Intervention de Claude Cochonneau

Réunion du jeudi 9 mai 2019 à 11h30
Commission d'enquête sur la situation et les pratiques de la grande distribution et de ses groupements dans leurs relations commerciales avec les fournisseurs

Claude Cochonneau, président de l'Assemblée permanente des chambres d'agriculture (APCA) :

Ma parole est très libre, ne serait-ce que parce qu'à mon âge le risque est très limité : je suis tout près de la retraite.
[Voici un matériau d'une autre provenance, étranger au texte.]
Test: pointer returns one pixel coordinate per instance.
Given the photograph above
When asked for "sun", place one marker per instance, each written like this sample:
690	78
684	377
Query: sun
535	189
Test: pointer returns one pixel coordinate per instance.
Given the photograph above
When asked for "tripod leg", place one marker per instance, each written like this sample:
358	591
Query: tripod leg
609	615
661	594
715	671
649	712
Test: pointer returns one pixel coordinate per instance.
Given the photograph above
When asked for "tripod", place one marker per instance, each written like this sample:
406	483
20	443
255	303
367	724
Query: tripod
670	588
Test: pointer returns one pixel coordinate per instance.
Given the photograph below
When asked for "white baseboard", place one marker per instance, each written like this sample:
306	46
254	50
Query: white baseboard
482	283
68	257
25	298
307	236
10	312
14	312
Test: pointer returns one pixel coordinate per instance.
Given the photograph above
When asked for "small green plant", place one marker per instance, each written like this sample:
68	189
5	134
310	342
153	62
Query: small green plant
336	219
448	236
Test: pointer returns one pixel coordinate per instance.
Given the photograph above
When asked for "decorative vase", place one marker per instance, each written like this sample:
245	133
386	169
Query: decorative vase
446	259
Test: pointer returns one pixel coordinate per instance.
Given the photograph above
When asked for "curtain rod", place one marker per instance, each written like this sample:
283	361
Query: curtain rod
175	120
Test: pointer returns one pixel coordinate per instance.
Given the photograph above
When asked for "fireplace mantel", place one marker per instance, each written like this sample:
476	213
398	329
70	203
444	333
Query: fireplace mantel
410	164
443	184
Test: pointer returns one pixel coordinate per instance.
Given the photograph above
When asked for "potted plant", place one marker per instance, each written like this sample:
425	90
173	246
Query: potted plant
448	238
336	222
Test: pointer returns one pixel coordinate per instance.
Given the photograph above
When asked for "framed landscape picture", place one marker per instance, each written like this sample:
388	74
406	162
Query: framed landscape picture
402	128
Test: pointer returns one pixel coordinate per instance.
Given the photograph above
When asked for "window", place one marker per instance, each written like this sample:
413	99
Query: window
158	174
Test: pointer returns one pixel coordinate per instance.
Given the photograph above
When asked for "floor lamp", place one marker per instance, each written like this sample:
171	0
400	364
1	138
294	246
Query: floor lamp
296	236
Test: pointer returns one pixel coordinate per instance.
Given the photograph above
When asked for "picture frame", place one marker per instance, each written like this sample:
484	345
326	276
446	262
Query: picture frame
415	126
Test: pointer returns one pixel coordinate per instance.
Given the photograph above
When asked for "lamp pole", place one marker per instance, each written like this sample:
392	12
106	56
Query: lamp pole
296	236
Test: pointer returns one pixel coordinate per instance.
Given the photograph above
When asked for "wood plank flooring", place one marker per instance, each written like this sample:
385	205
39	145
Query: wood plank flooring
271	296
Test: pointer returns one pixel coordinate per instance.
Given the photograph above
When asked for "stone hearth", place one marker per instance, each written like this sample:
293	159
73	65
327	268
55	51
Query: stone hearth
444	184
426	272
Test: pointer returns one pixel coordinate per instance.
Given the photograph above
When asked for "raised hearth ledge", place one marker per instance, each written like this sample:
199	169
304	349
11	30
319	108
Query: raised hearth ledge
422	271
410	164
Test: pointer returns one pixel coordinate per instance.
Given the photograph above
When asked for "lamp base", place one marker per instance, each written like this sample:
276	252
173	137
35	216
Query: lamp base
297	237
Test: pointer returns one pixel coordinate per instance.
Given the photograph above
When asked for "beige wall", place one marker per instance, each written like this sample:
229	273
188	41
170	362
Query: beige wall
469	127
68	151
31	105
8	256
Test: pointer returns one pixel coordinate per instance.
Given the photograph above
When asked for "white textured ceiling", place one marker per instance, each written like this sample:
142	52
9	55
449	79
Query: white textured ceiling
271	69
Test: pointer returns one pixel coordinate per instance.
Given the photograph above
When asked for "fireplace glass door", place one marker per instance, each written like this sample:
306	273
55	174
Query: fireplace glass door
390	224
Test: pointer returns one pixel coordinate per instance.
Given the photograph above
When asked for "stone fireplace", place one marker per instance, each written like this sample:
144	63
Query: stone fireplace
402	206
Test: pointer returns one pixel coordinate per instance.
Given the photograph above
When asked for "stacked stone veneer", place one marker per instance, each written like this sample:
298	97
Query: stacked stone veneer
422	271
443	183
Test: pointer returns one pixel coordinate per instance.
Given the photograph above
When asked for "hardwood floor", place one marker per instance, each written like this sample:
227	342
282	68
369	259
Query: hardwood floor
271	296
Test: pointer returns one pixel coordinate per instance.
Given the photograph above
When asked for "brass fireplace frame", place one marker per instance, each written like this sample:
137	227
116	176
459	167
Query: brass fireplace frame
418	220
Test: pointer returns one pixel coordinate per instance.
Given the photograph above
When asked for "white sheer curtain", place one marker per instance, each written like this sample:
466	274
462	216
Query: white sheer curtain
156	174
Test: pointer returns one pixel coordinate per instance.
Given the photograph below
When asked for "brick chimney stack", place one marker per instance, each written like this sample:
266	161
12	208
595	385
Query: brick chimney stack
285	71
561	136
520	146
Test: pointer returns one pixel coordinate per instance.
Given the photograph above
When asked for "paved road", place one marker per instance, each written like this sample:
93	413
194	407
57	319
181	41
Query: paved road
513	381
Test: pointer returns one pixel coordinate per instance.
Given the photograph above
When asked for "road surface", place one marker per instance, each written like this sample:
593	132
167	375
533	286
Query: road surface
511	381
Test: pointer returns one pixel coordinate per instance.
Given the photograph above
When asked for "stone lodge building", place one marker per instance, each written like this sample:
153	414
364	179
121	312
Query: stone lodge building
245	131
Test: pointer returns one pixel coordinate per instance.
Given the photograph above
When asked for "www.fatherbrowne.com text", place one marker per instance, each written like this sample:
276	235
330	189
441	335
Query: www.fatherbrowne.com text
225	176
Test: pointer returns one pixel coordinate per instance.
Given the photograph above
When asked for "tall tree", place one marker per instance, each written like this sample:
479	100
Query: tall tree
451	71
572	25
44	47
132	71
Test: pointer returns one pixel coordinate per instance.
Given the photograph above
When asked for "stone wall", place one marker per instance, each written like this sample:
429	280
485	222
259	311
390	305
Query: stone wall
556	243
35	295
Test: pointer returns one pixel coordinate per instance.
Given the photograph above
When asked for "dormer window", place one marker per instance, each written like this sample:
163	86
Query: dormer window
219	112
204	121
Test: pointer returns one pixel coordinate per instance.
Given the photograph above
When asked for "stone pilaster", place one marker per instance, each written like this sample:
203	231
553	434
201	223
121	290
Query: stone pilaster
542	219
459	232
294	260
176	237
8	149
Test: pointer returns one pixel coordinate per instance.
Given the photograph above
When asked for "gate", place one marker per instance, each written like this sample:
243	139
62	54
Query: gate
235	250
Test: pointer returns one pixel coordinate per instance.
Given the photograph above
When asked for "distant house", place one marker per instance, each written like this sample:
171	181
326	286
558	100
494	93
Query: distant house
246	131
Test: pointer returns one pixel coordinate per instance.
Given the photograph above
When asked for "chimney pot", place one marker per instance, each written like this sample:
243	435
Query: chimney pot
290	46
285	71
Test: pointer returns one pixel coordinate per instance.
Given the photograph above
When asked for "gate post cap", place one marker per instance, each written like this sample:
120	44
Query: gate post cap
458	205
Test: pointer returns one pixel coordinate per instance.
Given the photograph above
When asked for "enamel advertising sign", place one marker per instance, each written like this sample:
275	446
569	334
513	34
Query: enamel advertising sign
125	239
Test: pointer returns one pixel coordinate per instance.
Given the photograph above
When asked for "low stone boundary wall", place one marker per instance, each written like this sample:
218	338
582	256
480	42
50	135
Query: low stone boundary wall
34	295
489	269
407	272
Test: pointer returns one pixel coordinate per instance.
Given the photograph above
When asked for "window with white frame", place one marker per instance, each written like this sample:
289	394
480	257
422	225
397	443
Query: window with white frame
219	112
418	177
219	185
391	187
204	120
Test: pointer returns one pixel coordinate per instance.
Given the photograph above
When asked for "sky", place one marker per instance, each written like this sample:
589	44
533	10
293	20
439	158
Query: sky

Mon exploitation est un bon exemple. Tout d'abord, je produis du porc dans le cadre d'un groupement de producteurs – je n'ai pas d'animaux de reproduction, je les engraisse. Plusieurs éléments entrent dans mon prix de revient : le prix du porcelet, le prix des 250 kilos d'aliments qu'il va consommer et le prix de vente – j'exclus les aspects techniques car, si l'on n'est pas bon dans ce domaine, on disparaît. Je connais le prix auquel j'achète le porcelet et j'arrive à avoir de la lisibilité sur le prix de l'aliment pour la durée de l'engraissement ; en revanche, on n'arrive pas à me garantir un prix de reprise de mon porc. Cela explique tout ! Il faudrait que l'on puisse me garantir ne serait-ce que le prix de production, ce qui suppose que mon groupement de producteurs ait, lui aussi, une lisibilité sur le prix que vont lui payer l'abattoir ou les distributeurs. On n'y parvient pas. Pourtant, l'engraissement ne dure en moyenne que cinq mois. Ainsi chaque bande est quasiment un pari. Je prends un exemple très concret : sur une bande, je peux gagner 8 000 à 9 000 euros mais, sur la suivante, je peux perdre autant. Lorsque les bâtiments sont amortis, cela peut fonctionner mais, dans de telles conditions, il est trop risqué pour un jeune de s'installer.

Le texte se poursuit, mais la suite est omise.